Suttungr
- Discovery images of Suttungr (circled) taken by the CFHT in September 2000

Discovery
- Discovery date: 2000

Designations
- Designation: Saturn XXIII
- Pronunciation: /ˈsʊtʊŋər/
- Named after: Suttungr
- Alternative names: S/2000 S 12
- Adjectives: Suttung /ˈsʊtʊŋ/, Suttungian /sʊˈtʊŋiən/

Orbital characteristics
- Semi-major axis: 19459000 km
- Eccentricity: 0.114
- Orbital period (sidereal): −1016.7 days
- Inclination: 175.8°
- Satellite of: Saturn
- Group: Norse group

Physical characteristics
- Mean diameter: 7+50% −30% km
- Synodic rotation period: 7.67±0.02 h
- Albedo: 0.06 (assumed)
- Spectral type: C
- Apparent magnitude: 23.9
- Absolute magnitude (H): 14.5

= Suttungr (moon) =

Moon of Saturn

Suttungr, or Saturn XXIII, is a natural satellite of Saturn. It was discovered by Brett J. Gladman, et al. in 2000, and given the temporary designation S/2000 S 12. It was named for Suttungr in Norse mythology, a Jötunn or giant who once owned the mead of poetry.

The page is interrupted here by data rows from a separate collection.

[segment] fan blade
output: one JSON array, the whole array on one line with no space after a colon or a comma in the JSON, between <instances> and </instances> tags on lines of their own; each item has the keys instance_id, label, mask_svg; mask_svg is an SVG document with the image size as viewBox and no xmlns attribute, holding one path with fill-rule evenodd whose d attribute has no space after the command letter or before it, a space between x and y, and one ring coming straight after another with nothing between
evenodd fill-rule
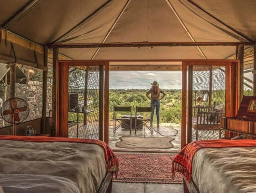
<instances>
[{"instance_id":1,"label":"fan blade","mask_svg":"<svg viewBox=\"0 0 256 193\"><path fill-rule=\"evenodd\" d=\"M17 101L14 99L12 99L11 100L11 102L13 108L16 109L17 108Z\"/></svg>"},{"instance_id":2,"label":"fan blade","mask_svg":"<svg viewBox=\"0 0 256 193\"><path fill-rule=\"evenodd\" d=\"M13 123L13 114L9 114L8 115L8 121L9 123Z\"/></svg>"},{"instance_id":3,"label":"fan blade","mask_svg":"<svg viewBox=\"0 0 256 193\"><path fill-rule=\"evenodd\" d=\"M11 114L12 113L12 109L7 109L7 110L5 110L3 112L3 115L5 116L9 114Z\"/></svg>"},{"instance_id":4,"label":"fan blade","mask_svg":"<svg viewBox=\"0 0 256 193\"><path fill-rule=\"evenodd\" d=\"M22 107L19 108L18 109L19 109L19 111L22 112L22 111L25 111L27 109L28 109L28 106L24 106Z\"/></svg>"},{"instance_id":5,"label":"fan blade","mask_svg":"<svg viewBox=\"0 0 256 193\"><path fill-rule=\"evenodd\" d=\"M16 122L19 122L20 121L20 119L19 114L14 113L14 120Z\"/></svg>"}]
</instances>

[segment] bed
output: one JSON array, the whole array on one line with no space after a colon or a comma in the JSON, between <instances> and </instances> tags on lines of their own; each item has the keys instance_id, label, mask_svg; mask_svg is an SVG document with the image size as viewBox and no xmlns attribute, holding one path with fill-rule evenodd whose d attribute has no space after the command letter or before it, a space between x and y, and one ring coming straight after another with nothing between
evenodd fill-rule
<instances>
[{"instance_id":1,"label":"bed","mask_svg":"<svg viewBox=\"0 0 256 193\"><path fill-rule=\"evenodd\" d=\"M34 184L54 181L58 182L57 186L69 183L74 193L77 190L80 193L111 192L113 173L118 169L118 161L111 149L98 140L0 136L0 185L5 193L13 192L7 191L12 185L3 179L8 177L15 183L12 175L16 175L27 180L35 177Z\"/></svg>"},{"instance_id":2,"label":"bed","mask_svg":"<svg viewBox=\"0 0 256 193\"><path fill-rule=\"evenodd\" d=\"M204 142L206 141L188 144L185 151L182 150L182 152L179 153L182 156L178 160L174 158L174 161L180 163L173 165L173 169L184 175L184 192L256 192L256 140L208 141L210 142L206 143L210 145L204 145ZM245 141L248 142L244 144ZM193 150L194 147L196 147L195 151ZM190 151L189 154L185 152ZM191 154L192 152L194 152ZM184 161L184 158L190 160L189 155L192 154L190 162L192 164L190 166L190 161ZM186 165L186 168L182 167L182 165ZM188 169L190 166L190 174Z\"/></svg>"}]
</instances>

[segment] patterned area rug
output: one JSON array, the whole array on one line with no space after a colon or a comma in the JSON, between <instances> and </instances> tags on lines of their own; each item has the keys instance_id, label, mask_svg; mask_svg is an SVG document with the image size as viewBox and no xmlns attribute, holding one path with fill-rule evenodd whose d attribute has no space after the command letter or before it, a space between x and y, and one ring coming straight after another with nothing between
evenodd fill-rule
<instances>
[{"instance_id":1,"label":"patterned area rug","mask_svg":"<svg viewBox=\"0 0 256 193\"><path fill-rule=\"evenodd\" d=\"M114 181L142 183L183 183L180 173L172 179L172 161L175 154L115 153L120 170Z\"/></svg>"},{"instance_id":2,"label":"patterned area rug","mask_svg":"<svg viewBox=\"0 0 256 193\"><path fill-rule=\"evenodd\" d=\"M171 142L174 138L165 137L141 138L135 136L121 137L121 141L116 144L118 148L134 148L169 149L173 148Z\"/></svg>"},{"instance_id":3,"label":"patterned area rug","mask_svg":"<svg viewBox=\"0 0 256 193\"><path fill-rule=\"evenodd\" d=\"M176 136L178 134L178 130L174 129L172 127L154 127L154 130L156 132L165 137Z\"/></svg>"}]
</instances>

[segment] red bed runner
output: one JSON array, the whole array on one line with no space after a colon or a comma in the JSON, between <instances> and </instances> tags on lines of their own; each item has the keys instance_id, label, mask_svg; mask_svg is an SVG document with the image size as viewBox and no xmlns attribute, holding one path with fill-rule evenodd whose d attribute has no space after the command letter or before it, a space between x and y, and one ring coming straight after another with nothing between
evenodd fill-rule
<instances>
[{"instance_id":1,"label":"red bed runner","mask_svg":"<svg viewBox=\"0 0 256 193\"><path fill-rule=\"evenodd\" d=\"M107 171L112 166L119 167L118 161L114 154L109 146L105 142L98 140L90 139L79 139L76 138L55 138L49 137L26 137L24 136L0 136L0 140L13 140L31 142L70 142L74 143L85 143L92 144L101 146L105 152L105 158L107 164ZM117 176L118 170L115 172L116 178Z\"/></svg>"},{"instance_id":2,"label":"red bed runner","mask_svg":"<svg viewBox=\"0 0 256 193\"><path fill-rule=\"evenodd\" d=\"M172 165L172 177L174 177L176 171L180 172L190 183L192 175L193 158L199 149L250 146L256 146L256 140L207 140L190 143L182 149L173 160Z\"/></svg>"}]
</instances>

Suttungr is about 7 kilometres in diameter, and orbits Saturn at an average distance of 19,667 Mm in 1029.703 days. It may have formed from debris knocked off Phoebe. The Suttung orbit is retrograde, at an inclination of 174° to the ecliptic (151° to Saturn's equator) and with an eccentricity of 0.131. Its rotation period is 7.67±0.02 hours, and like Albiorix its light curve exhibits two minima at certain angles, and three minima at others. Having a similar gray color and orbit as Thrymr, the two moons may be members of the same dynamical family.

Its name was announced in its oblique form Suttung in IAU Circular 8177. However, the IAU Working Group on Planetary System Nomenclature later decided to add the nominative suffix -r to the base form Suttung.